What glutamate transporters can reveal about rare epilepsies
What glutamate transporters can reveal about rare epilepsies
New insights from Jülich and Copenhagen offer therapeutic potential
2 July 2025
Why do some children with a particular genetic defect develop severe epileptic symptoms, while others with the same affected gene experience much milder forms of the condition? An international study involving the Institute of Molecular and Cellular Physiology (IBI-1) at Forschungszentrum Jülich in Germany has provided new answers – and opened the door to novel treatment strategies for severe early-onset epilepsy. The study was published in the renowned journal eBioMedicine and received the “Paper of the Quarter” award from the Research4Rare network, which is funded by the German Federal Ministry for Research, Technology and Space (BMFTR, formerly BMBF).
This figure illustrates the interrelationships between small subcellular changes (mutations), the functional changes they cause in the encoded protein EAAT2 (structure: in the centre of the figure), and their (patho)physiological effects with the symptoms observed in patients. | Copyrights: Forschungszentrum Jülich / Peter Kovermann
At the centre of the investigation is the SLC1A2 gene, which encodes EAAT2, the major glutamate transporter in the human brain. This transporter ensures that the neurotransmitter glutamate is efficiently removed after synaptic signalling. If glutamate is not cleared promptly from the synaptic cleft, it can lead to overstimulation of nerve cells. In addition, EAAT2 also functions as an anion channel, thereby influencing electrical signalling and ionic homeostasis in glial and neuronal cells.
Scientific focus of this study
Working with an international consortium of physicians and scientists from IBI-1 at Forschungszentrum Jülich and the Department of Drug Design and Pharmacology at the University of Copenhagen analysed 18 cases with SLC1A2 mutations to investigate their effects on EAAT2 function. They carried out functional studies in mammalian cell models. The results showed that not all mutations impaired glutamate transport.
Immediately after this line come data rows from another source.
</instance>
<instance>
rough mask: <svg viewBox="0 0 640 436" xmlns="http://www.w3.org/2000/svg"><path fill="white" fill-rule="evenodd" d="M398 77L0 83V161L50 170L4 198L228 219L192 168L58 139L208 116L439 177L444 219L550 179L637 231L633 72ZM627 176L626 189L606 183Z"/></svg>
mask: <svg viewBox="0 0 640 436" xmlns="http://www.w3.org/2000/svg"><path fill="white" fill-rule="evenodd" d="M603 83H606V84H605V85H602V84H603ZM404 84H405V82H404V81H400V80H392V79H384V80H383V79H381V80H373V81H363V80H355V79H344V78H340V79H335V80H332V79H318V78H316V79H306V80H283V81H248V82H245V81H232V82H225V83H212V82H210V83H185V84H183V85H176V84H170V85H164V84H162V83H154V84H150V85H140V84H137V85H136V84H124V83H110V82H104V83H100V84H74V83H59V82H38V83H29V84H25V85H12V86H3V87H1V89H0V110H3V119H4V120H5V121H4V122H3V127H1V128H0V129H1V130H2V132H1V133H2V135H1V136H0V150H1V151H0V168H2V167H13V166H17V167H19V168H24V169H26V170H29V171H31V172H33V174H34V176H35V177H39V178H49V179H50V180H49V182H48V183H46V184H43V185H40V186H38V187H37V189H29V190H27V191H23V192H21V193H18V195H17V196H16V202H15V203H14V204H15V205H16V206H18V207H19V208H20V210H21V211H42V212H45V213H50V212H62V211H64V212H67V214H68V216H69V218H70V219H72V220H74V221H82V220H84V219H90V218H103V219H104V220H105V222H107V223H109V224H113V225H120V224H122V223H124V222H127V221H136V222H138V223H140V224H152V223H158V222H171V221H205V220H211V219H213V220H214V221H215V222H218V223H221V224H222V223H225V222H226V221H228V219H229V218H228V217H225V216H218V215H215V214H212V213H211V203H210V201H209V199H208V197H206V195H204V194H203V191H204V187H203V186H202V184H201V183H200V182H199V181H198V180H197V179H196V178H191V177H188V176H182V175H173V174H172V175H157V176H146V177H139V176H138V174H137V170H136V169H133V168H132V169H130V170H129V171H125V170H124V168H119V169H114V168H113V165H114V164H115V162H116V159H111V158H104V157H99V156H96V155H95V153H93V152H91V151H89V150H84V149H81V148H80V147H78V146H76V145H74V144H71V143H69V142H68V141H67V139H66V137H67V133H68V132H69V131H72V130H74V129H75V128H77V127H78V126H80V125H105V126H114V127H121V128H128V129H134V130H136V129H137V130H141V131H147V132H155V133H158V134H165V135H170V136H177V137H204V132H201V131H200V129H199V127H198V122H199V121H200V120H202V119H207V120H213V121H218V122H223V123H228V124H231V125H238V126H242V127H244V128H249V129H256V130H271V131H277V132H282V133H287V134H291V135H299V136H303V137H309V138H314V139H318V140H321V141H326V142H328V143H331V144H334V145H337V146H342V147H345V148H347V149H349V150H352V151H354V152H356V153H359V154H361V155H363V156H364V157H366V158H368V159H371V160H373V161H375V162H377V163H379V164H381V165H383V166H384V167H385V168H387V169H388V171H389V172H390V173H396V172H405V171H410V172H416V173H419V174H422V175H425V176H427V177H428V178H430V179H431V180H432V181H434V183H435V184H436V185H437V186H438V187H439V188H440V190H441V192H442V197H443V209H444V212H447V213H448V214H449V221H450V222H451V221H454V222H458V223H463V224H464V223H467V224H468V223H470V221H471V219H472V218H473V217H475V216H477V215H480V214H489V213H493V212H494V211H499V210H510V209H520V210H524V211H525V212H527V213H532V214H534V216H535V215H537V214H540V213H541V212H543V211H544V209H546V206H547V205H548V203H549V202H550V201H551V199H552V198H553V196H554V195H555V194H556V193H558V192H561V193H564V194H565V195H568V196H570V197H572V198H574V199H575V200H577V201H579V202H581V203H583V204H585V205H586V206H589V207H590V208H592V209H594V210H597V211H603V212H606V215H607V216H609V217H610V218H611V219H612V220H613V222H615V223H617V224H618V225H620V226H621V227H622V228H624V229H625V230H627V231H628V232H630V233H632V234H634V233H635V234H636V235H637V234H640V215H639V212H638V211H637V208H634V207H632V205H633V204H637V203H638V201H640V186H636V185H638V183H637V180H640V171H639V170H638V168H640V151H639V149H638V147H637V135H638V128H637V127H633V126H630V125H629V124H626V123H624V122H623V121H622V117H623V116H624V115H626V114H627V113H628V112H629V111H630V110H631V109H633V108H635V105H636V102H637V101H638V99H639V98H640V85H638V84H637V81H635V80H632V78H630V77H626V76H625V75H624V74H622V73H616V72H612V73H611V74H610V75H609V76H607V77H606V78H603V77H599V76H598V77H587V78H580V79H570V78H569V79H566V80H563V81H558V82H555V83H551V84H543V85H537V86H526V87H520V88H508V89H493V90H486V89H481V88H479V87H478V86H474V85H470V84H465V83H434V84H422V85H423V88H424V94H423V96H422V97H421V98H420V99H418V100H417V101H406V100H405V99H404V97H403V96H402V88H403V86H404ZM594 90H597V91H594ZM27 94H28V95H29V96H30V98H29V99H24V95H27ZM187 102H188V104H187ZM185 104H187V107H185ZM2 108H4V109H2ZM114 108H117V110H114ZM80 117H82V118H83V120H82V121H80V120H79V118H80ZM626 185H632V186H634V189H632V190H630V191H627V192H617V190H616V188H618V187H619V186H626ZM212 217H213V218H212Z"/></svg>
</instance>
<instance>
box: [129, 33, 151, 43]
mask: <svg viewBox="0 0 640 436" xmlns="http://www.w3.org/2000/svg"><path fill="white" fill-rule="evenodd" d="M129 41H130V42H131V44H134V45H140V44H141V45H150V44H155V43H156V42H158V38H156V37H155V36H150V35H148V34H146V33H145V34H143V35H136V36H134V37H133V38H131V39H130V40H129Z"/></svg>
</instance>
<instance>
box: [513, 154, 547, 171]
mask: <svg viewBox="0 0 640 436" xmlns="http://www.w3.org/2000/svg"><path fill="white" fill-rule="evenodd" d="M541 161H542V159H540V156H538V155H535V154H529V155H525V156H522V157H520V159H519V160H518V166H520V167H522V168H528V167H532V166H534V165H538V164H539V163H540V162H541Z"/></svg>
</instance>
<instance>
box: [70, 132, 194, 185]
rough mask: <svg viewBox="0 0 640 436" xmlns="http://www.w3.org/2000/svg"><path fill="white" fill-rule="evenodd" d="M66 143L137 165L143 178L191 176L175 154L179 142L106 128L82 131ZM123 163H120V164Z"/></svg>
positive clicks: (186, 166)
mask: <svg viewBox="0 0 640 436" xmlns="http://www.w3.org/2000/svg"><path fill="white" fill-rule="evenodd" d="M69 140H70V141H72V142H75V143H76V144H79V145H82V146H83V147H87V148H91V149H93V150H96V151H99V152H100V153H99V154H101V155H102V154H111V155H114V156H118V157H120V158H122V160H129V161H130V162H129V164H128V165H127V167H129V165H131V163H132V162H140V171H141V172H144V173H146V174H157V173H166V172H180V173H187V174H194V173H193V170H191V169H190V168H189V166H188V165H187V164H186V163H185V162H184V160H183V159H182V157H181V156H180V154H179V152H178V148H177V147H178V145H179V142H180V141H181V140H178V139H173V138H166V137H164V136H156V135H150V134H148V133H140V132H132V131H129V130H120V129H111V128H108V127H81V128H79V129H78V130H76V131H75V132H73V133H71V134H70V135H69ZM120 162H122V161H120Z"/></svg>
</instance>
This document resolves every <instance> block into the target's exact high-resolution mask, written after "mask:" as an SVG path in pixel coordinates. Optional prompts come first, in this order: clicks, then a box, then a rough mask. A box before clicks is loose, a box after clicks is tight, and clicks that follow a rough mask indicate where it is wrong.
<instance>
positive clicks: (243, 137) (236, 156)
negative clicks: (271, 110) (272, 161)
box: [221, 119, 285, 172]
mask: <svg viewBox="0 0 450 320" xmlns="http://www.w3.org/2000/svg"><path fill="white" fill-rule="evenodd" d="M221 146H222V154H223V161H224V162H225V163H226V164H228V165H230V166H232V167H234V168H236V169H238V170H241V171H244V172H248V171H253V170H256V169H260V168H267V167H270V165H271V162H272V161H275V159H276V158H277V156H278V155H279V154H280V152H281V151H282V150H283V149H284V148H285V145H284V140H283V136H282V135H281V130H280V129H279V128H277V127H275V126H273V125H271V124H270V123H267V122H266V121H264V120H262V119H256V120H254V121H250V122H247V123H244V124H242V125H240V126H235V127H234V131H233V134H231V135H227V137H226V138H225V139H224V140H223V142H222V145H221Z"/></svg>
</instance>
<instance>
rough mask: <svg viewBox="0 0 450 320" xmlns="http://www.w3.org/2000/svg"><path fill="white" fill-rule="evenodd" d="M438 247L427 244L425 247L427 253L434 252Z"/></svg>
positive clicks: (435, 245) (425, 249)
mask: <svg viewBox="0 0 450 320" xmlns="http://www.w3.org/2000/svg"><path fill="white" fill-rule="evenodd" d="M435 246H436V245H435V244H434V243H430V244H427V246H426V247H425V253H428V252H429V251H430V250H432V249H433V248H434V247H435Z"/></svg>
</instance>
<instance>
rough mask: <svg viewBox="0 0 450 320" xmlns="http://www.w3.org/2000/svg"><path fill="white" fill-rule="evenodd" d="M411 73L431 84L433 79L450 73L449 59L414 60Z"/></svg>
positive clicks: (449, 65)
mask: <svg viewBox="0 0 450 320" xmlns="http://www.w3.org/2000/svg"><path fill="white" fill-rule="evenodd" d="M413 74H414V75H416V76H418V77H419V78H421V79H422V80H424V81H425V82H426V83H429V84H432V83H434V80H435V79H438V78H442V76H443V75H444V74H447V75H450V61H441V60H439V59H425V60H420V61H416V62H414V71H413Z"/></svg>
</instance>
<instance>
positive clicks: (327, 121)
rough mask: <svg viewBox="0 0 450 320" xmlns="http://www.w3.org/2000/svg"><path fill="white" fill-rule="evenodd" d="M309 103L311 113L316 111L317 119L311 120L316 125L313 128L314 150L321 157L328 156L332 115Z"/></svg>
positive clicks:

One striking finding: even a complete loss of EAAT2 function was associated with only mild symptoms in one child. In contrast, the most severe phenotypes – including drug-resistant epilepsy and pronounced brain atrophy – occurred in cases where a mutation both impaired glutamate transport and increased anion channel activity. The mildest symptoms were seen in individuals whose mutations led to only a slight increase in channel function.
The figure shows the relationship between the various functional disorders observed in genetically modified glutamate transporters and the effects on the patients affected. | Copyrights: Forschungszentrum Jülich / Peter Kovermann
Scientific and societal relevance
The study offers a clear therapeutic insight: it is not the impaired glutamate transport alone, but the increased anion channel activity of EAAT2 that appears to be the decisive pathological factor in the most severe cases. This highlights new therapeutic avenues – including drugs that selectively target and inhibit this channel activity.
The case of a mild phenotype despite the complete loss of EAAT2 function suggests that pharmacological blockade of both EAAT2 functions could represent a promising approach in the most severe forms of the disease. Overall, the findings underline the crucial importance of precise regulation of EAAT2’s anion channel function for normal brain activity.
Epileptic encephalopathies (EIEEs) are a group of neurological disorders characterised by frequent epileptic episodes in early childhood and by progressive developmental atrophy of the nervous system. The majority of cases suffer from lifelong developmental and autistic disorders. The findings from this study not only improve our understanding of the biological basis of these disorders, but may also pave the way for more personalised treatments in the future.